Letter: Bypass stinks but should still be built
In his May 23 Essay, "Barnum's Beaming: The greatest bypass on Earth!", Randy Salzman is incensed with the "bait and switch" tactics employed by the Skanska-Branch Corp. and VDOT in the "design/build" process for constructing the Western Bypass. He should be. So am I. To initially accept an obviously inferior, low-ball proposal, then turn around and modify it without an open competition is outrageous. But, to translate this outrage into an excuse to not build the Western Bypass at all makes no sense.

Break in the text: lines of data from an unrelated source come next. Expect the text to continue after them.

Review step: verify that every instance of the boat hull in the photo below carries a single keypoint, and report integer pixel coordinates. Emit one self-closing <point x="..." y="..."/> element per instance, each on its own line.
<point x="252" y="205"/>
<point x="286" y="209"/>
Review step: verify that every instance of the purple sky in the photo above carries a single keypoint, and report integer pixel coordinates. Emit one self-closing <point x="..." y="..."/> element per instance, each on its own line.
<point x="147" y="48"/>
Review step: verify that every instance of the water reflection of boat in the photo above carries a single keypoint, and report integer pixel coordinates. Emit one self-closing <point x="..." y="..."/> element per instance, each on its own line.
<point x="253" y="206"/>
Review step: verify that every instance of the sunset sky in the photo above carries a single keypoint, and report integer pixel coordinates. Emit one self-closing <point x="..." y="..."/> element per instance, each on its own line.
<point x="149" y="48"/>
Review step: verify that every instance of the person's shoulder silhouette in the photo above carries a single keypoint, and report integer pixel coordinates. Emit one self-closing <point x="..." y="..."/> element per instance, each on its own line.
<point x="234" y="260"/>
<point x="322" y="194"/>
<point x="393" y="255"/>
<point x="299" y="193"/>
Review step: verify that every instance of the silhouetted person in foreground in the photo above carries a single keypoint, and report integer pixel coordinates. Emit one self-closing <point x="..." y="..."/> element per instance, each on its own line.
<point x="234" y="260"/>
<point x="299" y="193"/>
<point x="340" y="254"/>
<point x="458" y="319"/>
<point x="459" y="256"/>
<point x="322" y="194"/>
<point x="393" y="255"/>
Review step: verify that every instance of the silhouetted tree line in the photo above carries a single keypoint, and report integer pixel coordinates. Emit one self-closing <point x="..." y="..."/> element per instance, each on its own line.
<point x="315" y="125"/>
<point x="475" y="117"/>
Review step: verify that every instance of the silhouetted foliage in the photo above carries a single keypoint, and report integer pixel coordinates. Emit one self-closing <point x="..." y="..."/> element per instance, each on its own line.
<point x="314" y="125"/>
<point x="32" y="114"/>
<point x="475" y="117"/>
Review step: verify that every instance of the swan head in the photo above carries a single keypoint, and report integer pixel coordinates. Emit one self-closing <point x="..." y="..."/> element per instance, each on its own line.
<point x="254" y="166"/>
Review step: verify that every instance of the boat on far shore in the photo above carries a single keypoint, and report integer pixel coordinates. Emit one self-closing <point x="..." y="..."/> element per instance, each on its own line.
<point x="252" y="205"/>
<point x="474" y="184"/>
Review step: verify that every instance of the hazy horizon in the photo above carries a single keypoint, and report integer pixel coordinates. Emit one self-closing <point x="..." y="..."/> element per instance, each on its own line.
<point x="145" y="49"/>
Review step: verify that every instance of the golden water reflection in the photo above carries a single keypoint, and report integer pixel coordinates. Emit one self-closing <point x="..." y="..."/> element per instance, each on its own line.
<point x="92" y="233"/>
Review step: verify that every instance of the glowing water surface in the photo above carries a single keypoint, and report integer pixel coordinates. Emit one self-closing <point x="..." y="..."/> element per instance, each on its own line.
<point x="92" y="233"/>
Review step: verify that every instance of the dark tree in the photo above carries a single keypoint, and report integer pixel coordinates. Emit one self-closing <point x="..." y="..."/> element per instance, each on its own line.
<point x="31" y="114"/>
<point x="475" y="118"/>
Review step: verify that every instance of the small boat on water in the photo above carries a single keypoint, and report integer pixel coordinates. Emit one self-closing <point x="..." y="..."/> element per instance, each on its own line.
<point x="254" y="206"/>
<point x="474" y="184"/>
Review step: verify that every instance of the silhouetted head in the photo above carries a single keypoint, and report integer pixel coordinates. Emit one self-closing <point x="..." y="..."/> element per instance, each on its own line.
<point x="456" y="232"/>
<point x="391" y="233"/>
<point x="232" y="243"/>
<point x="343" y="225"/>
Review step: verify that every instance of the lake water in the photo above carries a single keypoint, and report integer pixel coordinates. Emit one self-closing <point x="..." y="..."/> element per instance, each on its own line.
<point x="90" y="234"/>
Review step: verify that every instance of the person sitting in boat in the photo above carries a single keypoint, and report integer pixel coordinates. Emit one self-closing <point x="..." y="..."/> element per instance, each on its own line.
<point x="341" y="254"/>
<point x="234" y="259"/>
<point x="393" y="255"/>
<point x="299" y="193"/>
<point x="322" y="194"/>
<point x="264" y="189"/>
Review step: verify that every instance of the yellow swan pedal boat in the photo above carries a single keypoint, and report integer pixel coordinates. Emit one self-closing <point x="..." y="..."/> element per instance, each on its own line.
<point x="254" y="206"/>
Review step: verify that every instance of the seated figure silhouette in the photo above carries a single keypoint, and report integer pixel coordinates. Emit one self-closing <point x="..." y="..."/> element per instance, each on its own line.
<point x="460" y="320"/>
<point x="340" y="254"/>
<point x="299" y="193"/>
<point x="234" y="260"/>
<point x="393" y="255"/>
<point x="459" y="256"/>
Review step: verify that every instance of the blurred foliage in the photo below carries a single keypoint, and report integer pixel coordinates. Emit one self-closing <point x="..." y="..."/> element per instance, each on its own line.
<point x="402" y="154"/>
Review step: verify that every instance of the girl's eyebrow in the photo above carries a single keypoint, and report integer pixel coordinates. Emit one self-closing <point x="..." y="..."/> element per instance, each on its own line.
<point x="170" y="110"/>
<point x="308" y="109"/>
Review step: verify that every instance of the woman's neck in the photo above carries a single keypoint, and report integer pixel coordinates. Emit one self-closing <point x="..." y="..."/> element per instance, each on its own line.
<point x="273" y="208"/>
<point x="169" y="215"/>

As a "transportation researcher," he knows the importance of the big picture in making transportation decisions. And the big, overwhelming issue here is, "How do we make the connection with US 29 south and US 29 north?" That was the whole purpose of the VDOT meeting at the Holiday Inn on Thursday night.
Understandably, the residents of Colthurst and Canterbury Hills would prefer to see it moved to somewhere else. Where else? The default location must be the current intersection at Emmet Street and the US 250 bypass.
This is the bottleneck; this is where the US 29 corridor so spectacularly fails; and this intersection has been left out of the county sponsored Places 29 study.
Randy suggests that we could simply build grade-separated interchanges with US 29 at Rio and Hydraulic Roads for only $80 million. This figure is suspect. In 2003, the extensive 29H250 study projected a cost of $89.2 million for the Hydraulic/250 bypass intersection alone. Even that figure is probably too low, since Best Buy, Whole Foods and the Shops at Stonefield have occupied the area. Moreover, the relatively uncomplicated extension of Hillsdale Drive is anticipated to cost $26 million. And it involves no new bridges and little right-of-way acquisition. This tight triangular area, which is the city's third most productive site in terms of commercial taxes, is not an easy place to build new roads.
So how do we connect US 29 north with US 29 south?
The Western Bypass is one solution. It has advantages and disadvantages. As a city resident, I see its major advantage as providing another connection into the University grounds. (Have you ever watched traffic on Emmet Street on a Friday afternoon when it is effectively backed up to Memorial Gym?) Truckers stuck in line trying to get on to the 250 bypass and US 29 south probably see a different advantage.
Yes, the Western Bypass also has significant disadvantages. It is no longer a true bypass since the county has grown far beyond its original northern terminus. It is far too close to several county schools (even if some were deliberately sited to impede the bypass). The late night tactics used to pass its approval at the Board of Supervisors still rankles, and the VDOT mishandling of the design/build process has been appalling.
So, there is a lot to dislike.
But, what is our alternative? I have attended CHART and MPO meetings for over 10 years and have heard a great deal of condemnation, but no other viable options. Moreover, further delay only limits our available choices. For example, the granting of conservation easements has ruled out any possible bypass to the east of the city.
To paraphrase Churchill's famous evaluation of democracy as a form of government: the Western Bypass is the worst possible solution to our US 29 congestion— except for all the other alternative options.